Enter millions of Americans watching black people robbing, killing, rapping or serving on TV, all day, every day. Add that to the fact that most of them are white and it’s obvious these TV/Film watchers are going to have fcuked up knowledge and experience of black people.
Why go into all this to bring you a list of Underrated Hollywood Actors?
(A) Reminders are always helpful and (B) when minorities are lumped into a category of an industry already divided by genres and generic award systems, they end up fighting for what’s left. Too often black actors are seen as a homogeneous group rather than unique and talented professionals.
These next few actors are underrated because they forced America to cope with marvelously diverse images of black people. And that is what adequate representation in Hollywood is all about. First up:
Winner of the “Most Diverse Body of Work” Award
Although you probably haven’t recognized his face until the last few years or so, Don has probably been in the game longer than your favorite on-screen eye candy. He’s a dark skinned brother, which makes it even harder to shine in Hollywood, yet he’s been acting steadily since the late 80′s with no two roles alike, Ocean’s franchise, notwithstanding.
Everyone remembers Mr. Epps from Love and Basketball, opposite Sanaa Lathan, and fans of House get to see him regularly on TV. He’s come a long way from the “troubled ghetto youth” type cast held down early roles in flicks like Juice and Higher Learning. Then, like now, Epps is adept at convincing you his character is a real person. He has a relatable charm, selling you not only on the character he portrays, but also everything in that character’s back story.
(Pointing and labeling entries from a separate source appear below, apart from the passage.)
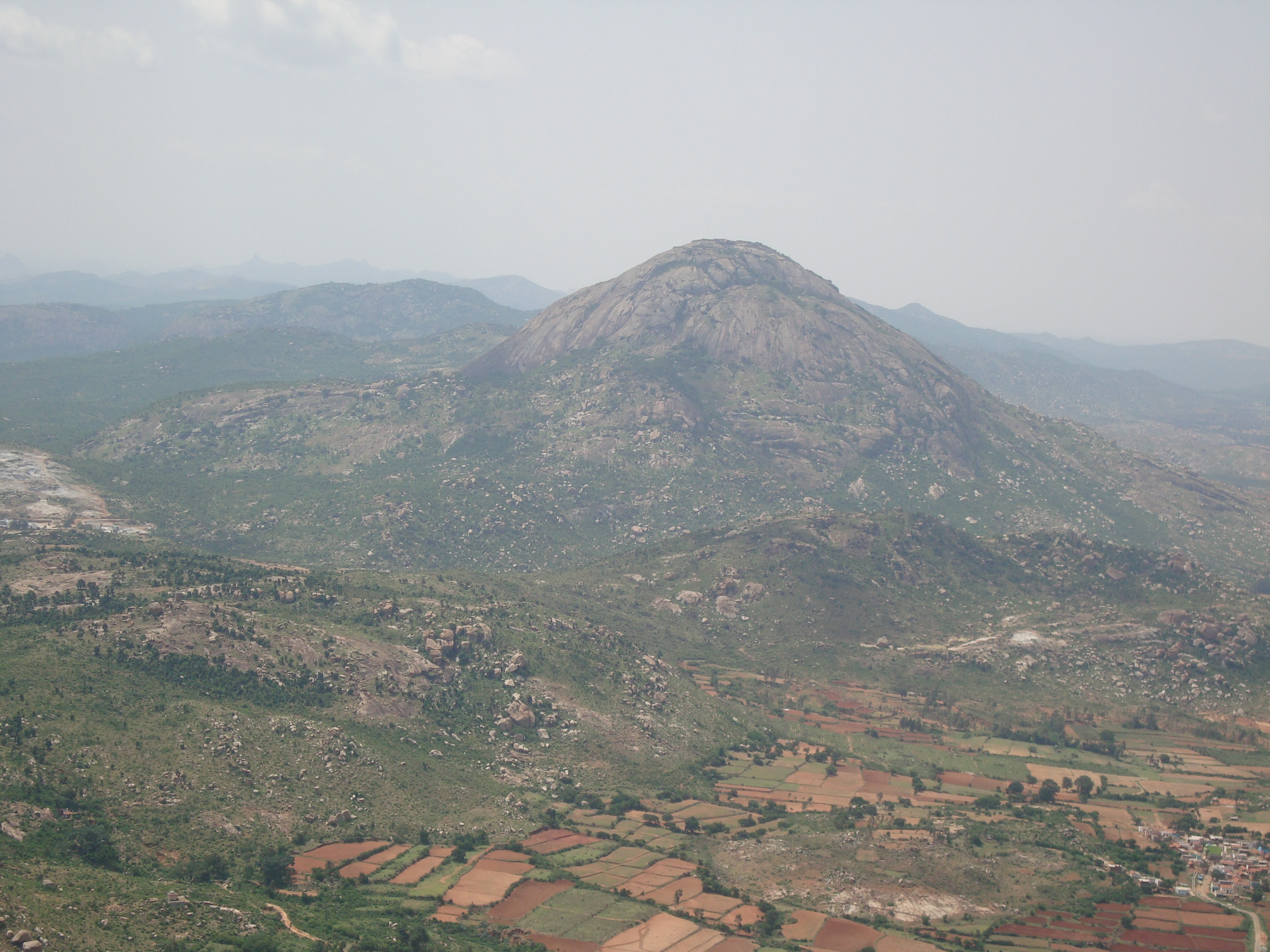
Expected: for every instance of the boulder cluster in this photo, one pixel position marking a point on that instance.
(1229, 641)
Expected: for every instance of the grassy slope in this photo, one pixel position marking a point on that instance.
(576, 442)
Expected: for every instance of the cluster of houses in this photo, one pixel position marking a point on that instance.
(1236, 861)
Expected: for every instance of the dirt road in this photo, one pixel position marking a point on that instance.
(1259, 928)
(286, 922)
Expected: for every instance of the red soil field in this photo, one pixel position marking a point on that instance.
(339, 852)
(417, 871)
(845, 936)
(556, 944)
(526, 898)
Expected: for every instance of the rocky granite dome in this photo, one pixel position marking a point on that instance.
(745, 305)
(737, 301)
(718, 384)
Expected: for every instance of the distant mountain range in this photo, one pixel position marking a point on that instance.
(714, 384)
(1217, 366)
(1201, 405)
(401, 310)
(253, 278)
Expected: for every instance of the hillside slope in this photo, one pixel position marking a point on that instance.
(668, 403)
(1223, 436)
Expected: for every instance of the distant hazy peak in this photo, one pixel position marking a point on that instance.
(1201, 365)
(13, 269)
(513, 291)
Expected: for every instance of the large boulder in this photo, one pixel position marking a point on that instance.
(521, 714)
(727, 607)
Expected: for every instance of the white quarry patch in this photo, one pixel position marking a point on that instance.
(40, 493)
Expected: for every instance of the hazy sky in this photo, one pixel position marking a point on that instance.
(1082, 168)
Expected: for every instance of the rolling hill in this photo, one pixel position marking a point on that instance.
(716, 383)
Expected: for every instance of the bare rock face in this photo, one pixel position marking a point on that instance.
(727, 607)
(736, 300)
(740, 302)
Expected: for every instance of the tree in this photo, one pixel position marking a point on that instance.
(276, 870)
(413, 937)
(1084, 788)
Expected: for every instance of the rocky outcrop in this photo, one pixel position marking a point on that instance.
(521, 714)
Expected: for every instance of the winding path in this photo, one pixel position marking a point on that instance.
(286, 922)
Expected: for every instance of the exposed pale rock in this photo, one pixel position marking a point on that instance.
(521, 714)
(727, 607)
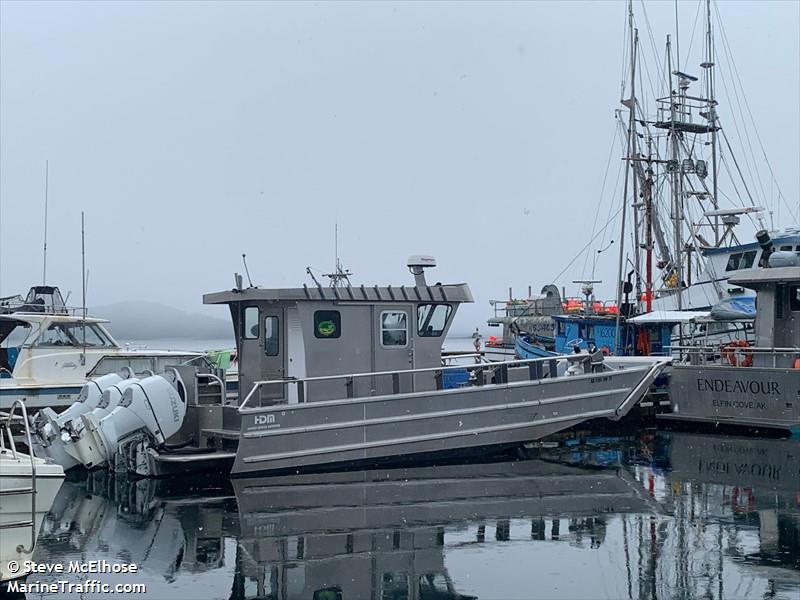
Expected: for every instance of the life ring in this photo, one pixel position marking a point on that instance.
(730, 352)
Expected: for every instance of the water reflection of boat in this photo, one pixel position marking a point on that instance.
(173, 533)
(28, 486)
(384, 533)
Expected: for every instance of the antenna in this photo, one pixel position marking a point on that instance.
(83, 287)
(246, 270)
(44, 256)
(339, 274)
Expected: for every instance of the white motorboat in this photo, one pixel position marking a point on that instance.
(48, 351)
(28, 486)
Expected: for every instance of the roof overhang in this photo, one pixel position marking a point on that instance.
(670, 316)
(458, 293)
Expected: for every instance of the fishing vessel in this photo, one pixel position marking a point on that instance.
(386, 533)
(48, 351)
(28, 487)
(331, 378)
(686, 199)
(753, 385)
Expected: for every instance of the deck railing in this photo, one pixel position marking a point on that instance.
(12, 448)
(538, 368)
(719, 354)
Considering he’s the only brother ill enough to pull off portrayals of Basquiat, Martin Luther King and Colin Powell, it’s astounding that people often forget that Jeffrey Wright is a black man.
Mos Def may be a critically acclaimed underground rapper, but he’s also poster-child for “there’s a thin line between rappers and actors” campaign. Mos got into acting before his rap career, even working alongside Bill Cosby in the ill-fated Cosby Mysteries. It wasn’t until the early 2000′s, long after he’d made his mark on Hip Hop, that Mos Def became a familiar face on the big screen. Right now, he’s the only super star commanding high praise from fans and critics in both acting and hip hop.
Winner of the “Most Chilling Performance” Award
If Schwarznegger can become a household name, there’s hope for a man as talented as Chiwetel Ejiofor. Maybe you have no clue how to pronounce his name, but his stoic and intense delivery will send chills through your spine, especially when he plays a bad guy, like in the sci-fi smash, Serenity.